We separate then between rigorous models and good models. A rigorous model is one that incorporated all relevant data that was known at the time of the prediction, and modeled the mechanisms between that data correctly. A good model, however, is one that has better long-term predictive ability by decreasing hubris. A good model is one that actually understands how much information it has.
A single outcome cannot prove if a predictive model is good, but it can prove a model is bad. Outcomes can be used to prove, disprove, or improve a model over time.
When it comes to the unknown, some things are random - they cannot be predicted with any measure of confidence. However, prediction and confidence are relative to the actor. Therefore, in some cases, better measurement and understanding can decrease randomness. Perfectly measuring the weight distribution of a coin may yield perfect predictions. It is possible, however, that some things are truly random, and no amount of measurement will ever allow prediction.

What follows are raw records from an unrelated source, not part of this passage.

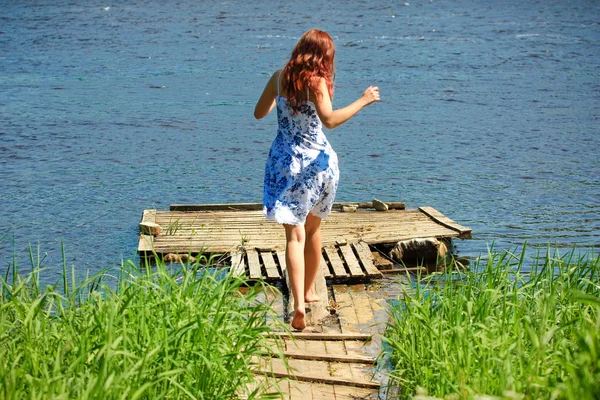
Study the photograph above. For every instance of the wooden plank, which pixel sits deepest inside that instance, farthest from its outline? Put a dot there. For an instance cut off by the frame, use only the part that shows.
(350, 393)
(275, 299)
(323, 391)
(216, 207)
(258, 206)
(341, 358)
(345, 309)
(351, 261)
(318, 310)
(366, 259)
(253, 264)
(238, 267)
(336, 262)
(281, 260)
(327, 274)
(445, 221)
(320, 379)
(270, 266)
(149, 216)
(335, 347)
(300, 390)
(146, 244)
(321, 336)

The more randomness in a system, the harder it is to make accurate predictions. However, even systems with an element of randomness can be bounded. A coin flip may have a random outcome, but we know it will always yield heads or tails.
Chaos is a subset of temporary randomness. Chaos (as seen in the double pendulum example) occurs when a tiny, tiny variance in initial conditions leads to huge disparities in outcome. In theory, two double pendulums with precisely the same starting conditions, will follow the same path. The problem is that it is almost impossible for us to measure to that degree of precision. While our measurements catch up, we treat chaos as permanent randomness.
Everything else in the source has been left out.